Trust is a crucial ingredient for societies to thrive by establishing collaborative institutions. Trusting societies are more cooperative and innovative because when people trust each other, they are more likely to share information. Trust also makes it easier to do business by lowering transaction costs.

People will expedite the business process when they have confidence in the integrity of their partners. Because trust is a stimulant for social progress, concerns that immigration will corrode social relations is a legitimate worry. However, the ripple effects of immigration are more complicated than the problems posed by a low-trust society.

Individualism has been a source of America’s strength and ingenuity. Risk-tolerant and individualistic individuals migrated to America where they built the most successful society in history. Unlike in other places in Western society, change is driven by individuals rather than imposed by foreign actors.

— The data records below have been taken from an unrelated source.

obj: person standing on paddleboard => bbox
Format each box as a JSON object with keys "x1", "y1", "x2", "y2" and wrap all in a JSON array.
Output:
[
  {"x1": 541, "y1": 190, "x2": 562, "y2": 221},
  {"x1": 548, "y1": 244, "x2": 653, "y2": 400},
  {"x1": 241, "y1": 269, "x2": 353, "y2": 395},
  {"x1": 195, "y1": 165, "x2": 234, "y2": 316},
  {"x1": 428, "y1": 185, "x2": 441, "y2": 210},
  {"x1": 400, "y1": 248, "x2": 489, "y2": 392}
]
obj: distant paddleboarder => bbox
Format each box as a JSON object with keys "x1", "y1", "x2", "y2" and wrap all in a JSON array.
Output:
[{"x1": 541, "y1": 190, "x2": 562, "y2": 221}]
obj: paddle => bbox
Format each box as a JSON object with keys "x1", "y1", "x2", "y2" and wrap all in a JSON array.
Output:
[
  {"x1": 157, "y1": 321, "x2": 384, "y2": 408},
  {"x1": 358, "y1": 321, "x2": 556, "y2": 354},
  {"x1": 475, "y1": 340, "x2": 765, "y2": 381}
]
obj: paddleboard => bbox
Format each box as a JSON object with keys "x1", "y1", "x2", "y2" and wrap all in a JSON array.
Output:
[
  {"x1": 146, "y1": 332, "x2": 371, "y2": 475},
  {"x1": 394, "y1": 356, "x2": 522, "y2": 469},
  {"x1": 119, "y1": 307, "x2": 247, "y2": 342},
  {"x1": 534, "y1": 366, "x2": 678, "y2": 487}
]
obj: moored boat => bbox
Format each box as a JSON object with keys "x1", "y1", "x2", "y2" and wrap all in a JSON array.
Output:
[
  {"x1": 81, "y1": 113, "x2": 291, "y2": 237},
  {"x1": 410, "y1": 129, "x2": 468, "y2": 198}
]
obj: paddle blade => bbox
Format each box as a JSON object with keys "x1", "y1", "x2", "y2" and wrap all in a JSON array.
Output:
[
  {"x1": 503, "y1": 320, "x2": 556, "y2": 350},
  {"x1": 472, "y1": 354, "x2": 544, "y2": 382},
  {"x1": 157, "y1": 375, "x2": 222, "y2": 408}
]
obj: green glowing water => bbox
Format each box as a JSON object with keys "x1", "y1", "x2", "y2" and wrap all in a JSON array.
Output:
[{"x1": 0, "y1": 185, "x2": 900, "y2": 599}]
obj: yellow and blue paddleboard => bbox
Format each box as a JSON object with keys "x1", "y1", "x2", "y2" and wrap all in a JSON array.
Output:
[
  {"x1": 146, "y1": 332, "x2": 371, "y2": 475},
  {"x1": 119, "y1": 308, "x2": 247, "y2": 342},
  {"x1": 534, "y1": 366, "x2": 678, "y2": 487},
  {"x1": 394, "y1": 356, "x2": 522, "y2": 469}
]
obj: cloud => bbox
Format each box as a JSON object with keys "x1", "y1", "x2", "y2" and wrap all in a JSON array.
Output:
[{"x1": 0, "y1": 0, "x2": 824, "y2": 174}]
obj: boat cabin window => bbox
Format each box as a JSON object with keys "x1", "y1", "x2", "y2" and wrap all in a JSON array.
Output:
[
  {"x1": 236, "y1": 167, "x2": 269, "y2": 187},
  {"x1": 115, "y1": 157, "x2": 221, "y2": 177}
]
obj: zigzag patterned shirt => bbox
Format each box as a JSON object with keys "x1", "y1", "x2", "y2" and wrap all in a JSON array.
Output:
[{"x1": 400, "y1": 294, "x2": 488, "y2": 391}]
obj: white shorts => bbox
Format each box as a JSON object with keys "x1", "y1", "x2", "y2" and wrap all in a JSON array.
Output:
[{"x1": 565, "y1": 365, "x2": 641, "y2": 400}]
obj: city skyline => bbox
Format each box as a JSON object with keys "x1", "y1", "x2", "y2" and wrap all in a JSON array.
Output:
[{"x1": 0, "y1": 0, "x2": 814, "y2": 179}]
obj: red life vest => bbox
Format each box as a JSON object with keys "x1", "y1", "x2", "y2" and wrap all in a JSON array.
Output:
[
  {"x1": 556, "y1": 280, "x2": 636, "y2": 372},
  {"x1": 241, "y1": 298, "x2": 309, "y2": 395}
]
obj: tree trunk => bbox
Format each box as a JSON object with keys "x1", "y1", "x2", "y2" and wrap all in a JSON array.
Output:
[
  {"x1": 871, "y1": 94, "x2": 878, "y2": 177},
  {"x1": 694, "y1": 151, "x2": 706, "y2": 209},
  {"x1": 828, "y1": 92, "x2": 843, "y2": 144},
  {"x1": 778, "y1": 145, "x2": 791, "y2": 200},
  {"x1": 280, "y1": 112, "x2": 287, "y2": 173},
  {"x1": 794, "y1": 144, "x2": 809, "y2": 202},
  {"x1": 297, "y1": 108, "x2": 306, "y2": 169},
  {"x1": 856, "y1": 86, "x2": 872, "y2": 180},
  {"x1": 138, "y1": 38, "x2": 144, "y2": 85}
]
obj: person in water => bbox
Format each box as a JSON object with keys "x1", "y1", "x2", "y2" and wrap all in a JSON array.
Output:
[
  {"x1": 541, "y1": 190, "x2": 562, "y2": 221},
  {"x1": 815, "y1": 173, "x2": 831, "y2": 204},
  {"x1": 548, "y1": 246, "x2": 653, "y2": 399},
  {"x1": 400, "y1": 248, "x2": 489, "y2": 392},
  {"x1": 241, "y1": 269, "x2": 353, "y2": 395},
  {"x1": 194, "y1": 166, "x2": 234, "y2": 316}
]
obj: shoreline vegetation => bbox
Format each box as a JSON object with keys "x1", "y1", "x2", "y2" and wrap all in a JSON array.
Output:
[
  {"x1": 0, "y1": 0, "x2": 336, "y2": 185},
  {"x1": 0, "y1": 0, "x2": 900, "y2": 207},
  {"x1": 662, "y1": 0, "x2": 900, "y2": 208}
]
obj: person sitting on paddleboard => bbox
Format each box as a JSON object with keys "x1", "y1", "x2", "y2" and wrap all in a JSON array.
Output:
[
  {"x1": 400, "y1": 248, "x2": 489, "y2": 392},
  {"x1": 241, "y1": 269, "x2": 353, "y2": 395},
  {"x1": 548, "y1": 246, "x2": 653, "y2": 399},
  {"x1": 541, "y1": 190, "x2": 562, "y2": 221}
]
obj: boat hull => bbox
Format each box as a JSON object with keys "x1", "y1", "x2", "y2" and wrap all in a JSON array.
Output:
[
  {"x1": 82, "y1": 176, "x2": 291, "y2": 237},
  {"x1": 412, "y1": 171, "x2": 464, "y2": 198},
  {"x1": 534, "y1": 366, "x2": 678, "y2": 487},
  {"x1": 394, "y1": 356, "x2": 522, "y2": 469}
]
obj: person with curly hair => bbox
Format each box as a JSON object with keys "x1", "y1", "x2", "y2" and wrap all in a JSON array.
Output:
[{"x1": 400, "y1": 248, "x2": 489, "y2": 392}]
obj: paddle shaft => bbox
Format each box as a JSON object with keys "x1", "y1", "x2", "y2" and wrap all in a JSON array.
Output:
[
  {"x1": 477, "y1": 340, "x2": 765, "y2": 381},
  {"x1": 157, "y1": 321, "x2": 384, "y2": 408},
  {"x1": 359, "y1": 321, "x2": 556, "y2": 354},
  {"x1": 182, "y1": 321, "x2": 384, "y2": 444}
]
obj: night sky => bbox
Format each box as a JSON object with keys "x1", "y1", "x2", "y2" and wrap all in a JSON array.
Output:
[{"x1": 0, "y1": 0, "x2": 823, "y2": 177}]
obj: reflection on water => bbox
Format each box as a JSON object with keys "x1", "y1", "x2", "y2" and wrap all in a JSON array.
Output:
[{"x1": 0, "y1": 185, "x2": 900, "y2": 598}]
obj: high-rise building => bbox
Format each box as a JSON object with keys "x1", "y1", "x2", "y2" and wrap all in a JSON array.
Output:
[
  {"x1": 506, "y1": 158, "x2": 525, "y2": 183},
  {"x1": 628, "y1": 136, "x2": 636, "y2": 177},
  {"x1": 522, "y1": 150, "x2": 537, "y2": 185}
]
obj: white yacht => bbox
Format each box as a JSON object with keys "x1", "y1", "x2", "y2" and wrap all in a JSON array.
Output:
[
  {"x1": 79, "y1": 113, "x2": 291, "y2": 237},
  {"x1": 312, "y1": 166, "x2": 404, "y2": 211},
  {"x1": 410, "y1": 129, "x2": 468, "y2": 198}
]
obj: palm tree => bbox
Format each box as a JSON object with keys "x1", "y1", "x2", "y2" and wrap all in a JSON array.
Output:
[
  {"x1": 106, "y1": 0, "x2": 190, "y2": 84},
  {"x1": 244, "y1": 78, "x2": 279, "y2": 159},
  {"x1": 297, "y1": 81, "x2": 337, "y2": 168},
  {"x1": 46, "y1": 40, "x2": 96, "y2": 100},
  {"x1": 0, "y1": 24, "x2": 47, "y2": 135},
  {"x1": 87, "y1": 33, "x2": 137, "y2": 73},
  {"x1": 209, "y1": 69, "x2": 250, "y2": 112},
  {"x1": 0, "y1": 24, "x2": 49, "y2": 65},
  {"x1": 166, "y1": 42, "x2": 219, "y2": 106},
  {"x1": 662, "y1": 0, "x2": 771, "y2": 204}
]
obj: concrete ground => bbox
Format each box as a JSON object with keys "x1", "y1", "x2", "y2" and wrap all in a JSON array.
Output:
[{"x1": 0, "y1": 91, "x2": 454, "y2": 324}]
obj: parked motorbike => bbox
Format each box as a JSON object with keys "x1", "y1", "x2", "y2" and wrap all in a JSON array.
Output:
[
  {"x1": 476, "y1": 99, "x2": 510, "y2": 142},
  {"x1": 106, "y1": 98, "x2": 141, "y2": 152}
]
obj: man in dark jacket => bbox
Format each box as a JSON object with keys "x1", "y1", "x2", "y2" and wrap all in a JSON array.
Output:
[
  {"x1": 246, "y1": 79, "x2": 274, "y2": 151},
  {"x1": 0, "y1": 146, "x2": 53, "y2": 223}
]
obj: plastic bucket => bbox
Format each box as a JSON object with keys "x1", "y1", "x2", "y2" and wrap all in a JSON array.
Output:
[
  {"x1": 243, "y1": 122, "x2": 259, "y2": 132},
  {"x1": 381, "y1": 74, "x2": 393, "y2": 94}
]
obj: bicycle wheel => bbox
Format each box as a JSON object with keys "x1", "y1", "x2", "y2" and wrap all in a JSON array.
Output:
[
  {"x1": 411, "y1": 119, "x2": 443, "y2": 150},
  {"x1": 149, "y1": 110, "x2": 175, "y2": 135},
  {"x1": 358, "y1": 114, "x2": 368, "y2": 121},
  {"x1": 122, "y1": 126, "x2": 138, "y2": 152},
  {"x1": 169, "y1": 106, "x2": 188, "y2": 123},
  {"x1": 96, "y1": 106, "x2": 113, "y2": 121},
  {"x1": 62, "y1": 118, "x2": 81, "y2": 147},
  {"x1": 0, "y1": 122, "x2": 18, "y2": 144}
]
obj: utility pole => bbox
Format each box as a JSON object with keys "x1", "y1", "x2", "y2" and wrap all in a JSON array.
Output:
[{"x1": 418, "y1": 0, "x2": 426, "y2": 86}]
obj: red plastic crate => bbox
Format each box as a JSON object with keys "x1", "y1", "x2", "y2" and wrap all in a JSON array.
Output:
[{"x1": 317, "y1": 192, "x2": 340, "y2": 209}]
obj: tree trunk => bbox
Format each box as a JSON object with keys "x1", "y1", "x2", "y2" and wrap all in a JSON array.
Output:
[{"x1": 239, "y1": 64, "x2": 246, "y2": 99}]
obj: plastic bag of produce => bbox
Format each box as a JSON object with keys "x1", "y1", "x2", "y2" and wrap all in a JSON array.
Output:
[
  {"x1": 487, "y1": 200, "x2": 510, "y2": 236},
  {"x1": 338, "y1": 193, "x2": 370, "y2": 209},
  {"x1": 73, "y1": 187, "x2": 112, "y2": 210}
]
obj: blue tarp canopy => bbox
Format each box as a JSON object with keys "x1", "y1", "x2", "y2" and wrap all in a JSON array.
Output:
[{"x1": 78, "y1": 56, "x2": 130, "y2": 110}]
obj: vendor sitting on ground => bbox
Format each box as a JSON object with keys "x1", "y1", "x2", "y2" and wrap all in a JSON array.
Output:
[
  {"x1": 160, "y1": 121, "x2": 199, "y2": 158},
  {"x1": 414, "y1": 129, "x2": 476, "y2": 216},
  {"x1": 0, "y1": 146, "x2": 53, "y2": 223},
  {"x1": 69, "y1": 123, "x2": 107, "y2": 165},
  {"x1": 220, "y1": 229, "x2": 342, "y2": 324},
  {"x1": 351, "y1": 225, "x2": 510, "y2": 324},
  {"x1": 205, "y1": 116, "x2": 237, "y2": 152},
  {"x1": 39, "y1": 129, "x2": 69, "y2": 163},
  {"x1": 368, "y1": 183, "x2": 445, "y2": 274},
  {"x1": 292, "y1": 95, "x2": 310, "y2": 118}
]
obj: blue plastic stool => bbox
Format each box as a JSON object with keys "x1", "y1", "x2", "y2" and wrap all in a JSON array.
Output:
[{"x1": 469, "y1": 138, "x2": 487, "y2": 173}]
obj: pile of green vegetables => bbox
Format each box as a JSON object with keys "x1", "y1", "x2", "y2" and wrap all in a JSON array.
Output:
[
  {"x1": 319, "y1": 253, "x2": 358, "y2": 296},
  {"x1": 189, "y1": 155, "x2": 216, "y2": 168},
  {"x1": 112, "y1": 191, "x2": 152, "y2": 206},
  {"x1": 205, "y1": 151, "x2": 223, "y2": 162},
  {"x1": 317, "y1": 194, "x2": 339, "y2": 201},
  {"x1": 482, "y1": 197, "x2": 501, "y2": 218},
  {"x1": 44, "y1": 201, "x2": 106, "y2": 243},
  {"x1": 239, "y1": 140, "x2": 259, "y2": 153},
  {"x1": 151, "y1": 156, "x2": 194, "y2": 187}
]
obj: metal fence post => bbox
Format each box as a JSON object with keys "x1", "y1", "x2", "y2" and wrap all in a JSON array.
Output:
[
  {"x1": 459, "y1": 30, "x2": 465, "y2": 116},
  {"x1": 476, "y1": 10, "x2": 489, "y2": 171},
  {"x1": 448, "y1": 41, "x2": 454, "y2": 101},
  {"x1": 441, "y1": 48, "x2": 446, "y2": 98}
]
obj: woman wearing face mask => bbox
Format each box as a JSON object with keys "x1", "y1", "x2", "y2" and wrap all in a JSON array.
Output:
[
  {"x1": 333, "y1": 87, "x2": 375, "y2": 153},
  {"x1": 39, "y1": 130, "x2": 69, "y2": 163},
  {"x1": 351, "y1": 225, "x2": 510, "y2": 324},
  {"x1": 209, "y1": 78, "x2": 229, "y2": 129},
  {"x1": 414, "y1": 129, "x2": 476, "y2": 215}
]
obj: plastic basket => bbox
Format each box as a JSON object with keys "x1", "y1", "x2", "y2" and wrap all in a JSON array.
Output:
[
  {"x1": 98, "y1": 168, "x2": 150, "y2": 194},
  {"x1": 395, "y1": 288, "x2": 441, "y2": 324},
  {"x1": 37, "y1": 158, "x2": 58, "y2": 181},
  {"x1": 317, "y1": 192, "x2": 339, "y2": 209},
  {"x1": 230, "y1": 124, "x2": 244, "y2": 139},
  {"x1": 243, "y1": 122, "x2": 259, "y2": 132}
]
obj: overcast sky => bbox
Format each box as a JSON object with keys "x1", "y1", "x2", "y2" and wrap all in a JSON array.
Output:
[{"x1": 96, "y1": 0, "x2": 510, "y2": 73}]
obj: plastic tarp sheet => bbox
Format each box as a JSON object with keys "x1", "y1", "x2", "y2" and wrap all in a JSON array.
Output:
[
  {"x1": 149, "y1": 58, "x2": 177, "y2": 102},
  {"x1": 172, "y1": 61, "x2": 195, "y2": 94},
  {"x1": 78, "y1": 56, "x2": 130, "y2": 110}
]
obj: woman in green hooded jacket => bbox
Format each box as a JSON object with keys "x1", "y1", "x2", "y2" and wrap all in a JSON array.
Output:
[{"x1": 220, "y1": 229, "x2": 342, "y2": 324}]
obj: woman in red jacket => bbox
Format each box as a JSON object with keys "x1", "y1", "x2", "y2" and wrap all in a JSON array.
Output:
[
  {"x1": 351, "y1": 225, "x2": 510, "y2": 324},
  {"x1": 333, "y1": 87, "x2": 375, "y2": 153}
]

Lawrence Mead explains in his book Burdens of Freedom that although migrants prosper in America, recent waves of immigration have been propelled by non-Europeans who are not as individualistic as European whites. Such people do succeed in America. However, on average, they fail to embrace freedom as a burden requiring obligations.

The downside is that the lack of a widespread ethos of individualism among some groups precludes them from achieving parity with the dominant white majority. East Asians do well financially in America, yet Mead opines that academics lament their conformity and inability to chart new terrains. Mead thinks that importing less-individualistic migrants from non-Western countries will sap American dynamism by reducing the propensity for individualism.

Historically, America succeeded at assimilating migrants. However, with the advent of multiculturalism, assimilation has become a dirty word. Instead, activists debase the founding fathers and European philosophers. Traits we associate with the West like individualism and analytical thinking are demeaned as products of white supremacy.

Therefore, it’s unlikely that future generations of immigrants will assimilate in large numbers. Mead’s conclusions might sound farfetched, but they are endorsed by research exploring the long-term effects of culture. Personality is heritable, so nonindividualistic immigrants are likely to birth nonindividualistic children. Individualism is a strong predictor of innovation and economic growth. Hence, a surge in less-individualistic people can limit economic growth rates.

Evidence analyzed by London School of Economics researcher Sijie Hu indicates that the reproduction of personality traits hostile to innovation stymies growth. Studying the reproductive rates of imperial China, Hu shows that elites who subscribed to the conformist tendencies of Confucianism were likely to reproduce, and this adversely affected economic growth rates during the Qing dynasty. So, Mead is not wrong to suggest that a less-individualistic America could lead to unfavorable economic outcomes.

Libertarians are wary of proposals to restrict immigration, due to economic and philosophical reasons. However, they must address the damages that immigration poses to sustaining American ingenuity. All cultures don’t lead to similar outcomes, so libertarians must account for cultural consequences when promoting immigration.